1. Francisco Louçã, no fundo, não passa de um pequeno burguês. Há duas semanas, respondeu a daqueles inquéritos de "culto" da Revista Única do Expresso, onde mostra a sua natureza burguesa.
Vejam a primeira resposta (à pergunta, "A melhor paisagem que viu na sua vida"), "o pôr do sol em Zanzibar. As ilhas gregas deitadas no mar". Parece uma resposta que encontramos em revistas como a "Caras". Diz ainda, numa outra tirada "tipo Caras", que nas férias dispensa o "telefone, a televisão e a Internet".
Alguém acredita que um político profissional como Louçã não fala ao telefone ou não vê televisão durante as férias? Depois escolhe, entre os seus favoritos, um autor contemporâneo muito popular entre os intelectuais, como Roberto Bolano. Para terminar a lista de lugares comuns, compara "As Benevolentes" de Jonathan Littell à "Guerra e Paz", como já fizeram para aí umas cem pessoas antes dele.
Num outro inquérito de férias (já não me recordo onde), Louçã conta que vai passar férias a Chicago e que gostaria de atravessar os Estados Unidos de carro. O antigo radical trotskista converteu-se aos fascínios do "Império capitalista". Aproveita ainda para cavalgar a onda de Obama. Entra tantas cidades, tinha que ser Chicago, a cidade de Obama, a fasciná-lo. Louçã é um político que usa o "marketing" como poucos, criando uma imagem entre o "radical moralista", sempre à procura dos pecados alheios, e o "tolerante moderno", em busca dos votos mais jovens. Por trás desta imagem, está um político frio e implacável que manipula, de um modo demagógico e populista, a pobreza e a desgraça dos outros para conquistar poder. Ao pé deste oportunismo sem escrúpulos, os "bónus dos gestores" são uma brincadeira de criança.

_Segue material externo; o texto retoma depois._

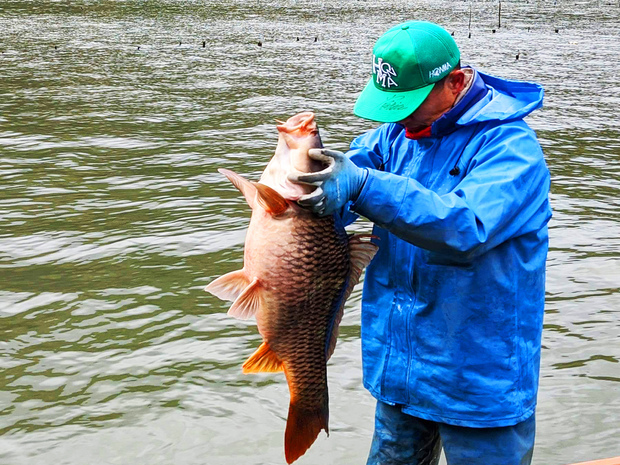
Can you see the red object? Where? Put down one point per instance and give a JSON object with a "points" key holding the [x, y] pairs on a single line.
{"points": [[426, 132]]}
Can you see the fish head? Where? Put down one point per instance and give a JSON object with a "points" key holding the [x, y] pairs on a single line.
{"points": [[296, 136]]}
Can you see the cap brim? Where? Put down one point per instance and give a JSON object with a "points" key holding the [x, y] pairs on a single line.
{"points": [[389, 107]]}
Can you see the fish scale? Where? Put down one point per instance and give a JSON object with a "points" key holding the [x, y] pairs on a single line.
{"points": [[298, 271]]}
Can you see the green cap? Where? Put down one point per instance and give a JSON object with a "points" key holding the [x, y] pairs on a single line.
{"points": [[407, 61]]}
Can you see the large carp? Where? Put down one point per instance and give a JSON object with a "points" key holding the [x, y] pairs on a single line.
{"points": [[298, 271]]}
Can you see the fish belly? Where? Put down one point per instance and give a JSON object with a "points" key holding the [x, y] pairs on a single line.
{"points": [[303, 265]]}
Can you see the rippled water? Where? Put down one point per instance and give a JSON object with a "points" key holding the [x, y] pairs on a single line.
{"points": [[113, 120]]}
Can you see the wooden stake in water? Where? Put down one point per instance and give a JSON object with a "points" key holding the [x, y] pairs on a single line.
{"points": [[470, 18], [499, 16]]}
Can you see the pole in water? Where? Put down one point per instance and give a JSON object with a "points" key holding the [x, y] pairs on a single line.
{"points": [[499, 15], [470, 19]]}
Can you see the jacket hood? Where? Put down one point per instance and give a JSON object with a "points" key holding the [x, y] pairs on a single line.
{"points": [[491, 98]]}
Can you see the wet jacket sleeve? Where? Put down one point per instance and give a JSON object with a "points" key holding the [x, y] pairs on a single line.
{"points": [[504, 193], [367, 151]]}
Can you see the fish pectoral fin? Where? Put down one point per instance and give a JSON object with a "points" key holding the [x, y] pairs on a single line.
{"points": [[361, 252], [270, 199], [245, 187], [230, 286], [248, 302], [264, 360]]}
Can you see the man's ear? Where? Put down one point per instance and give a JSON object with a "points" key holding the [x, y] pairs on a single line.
{"points": [[456, 81]]}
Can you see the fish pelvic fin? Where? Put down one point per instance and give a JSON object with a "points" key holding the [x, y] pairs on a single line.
{"points": [[270, 199], [246, 187], [303, 425], [229, 286], [361, 252], [248, 302], [264, 360]]}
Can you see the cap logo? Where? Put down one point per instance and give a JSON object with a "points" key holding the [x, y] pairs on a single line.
{"points": [[439, 70], [384, 72]]}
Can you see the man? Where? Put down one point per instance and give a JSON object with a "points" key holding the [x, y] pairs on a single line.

2. Há uma contradição interessante na vida pública portuguesa. Ao mesmo tempo que regressam os ataques do costume ao liberalismo e especialmente à sua versão "neo", nunca a imprensa teve tantas vozes liberais. Há um conjunto de cronistas que de um modo genérico se identificam com os valores liberais. Sem querer esquecer algum nome, estou a pensar em Rui Ramos, Luciano Amaral, João Pereira Coutinho, Pedro Mexia, Miguel Monjardino, Alberto Gonçalves, Pedro Marques Lopes, Paulo Mascarenhas, Pedro Lomba, Paulo Tunhas, Miguel Morgado, Henrique Raposo e Bernardo Pires de Lima, entre outros. Valorizam a liberdade, pensam pela sua cabeça, e defendem uma sociedade que dê oportunidades e não viva de hierarquias autoritárias. Têm ainda outra coisa em comum. São relativamente novos e fazem parte de gerações que lutam contra o ‘status quo' cultural e político. Em Portugal, com em muitos outros países, os "liberais" são os que querem criar e aproveitar oportunidades. Os "anti-liberais" são os instalados, que nada querem mudar e desejam preservar os seus privilégios.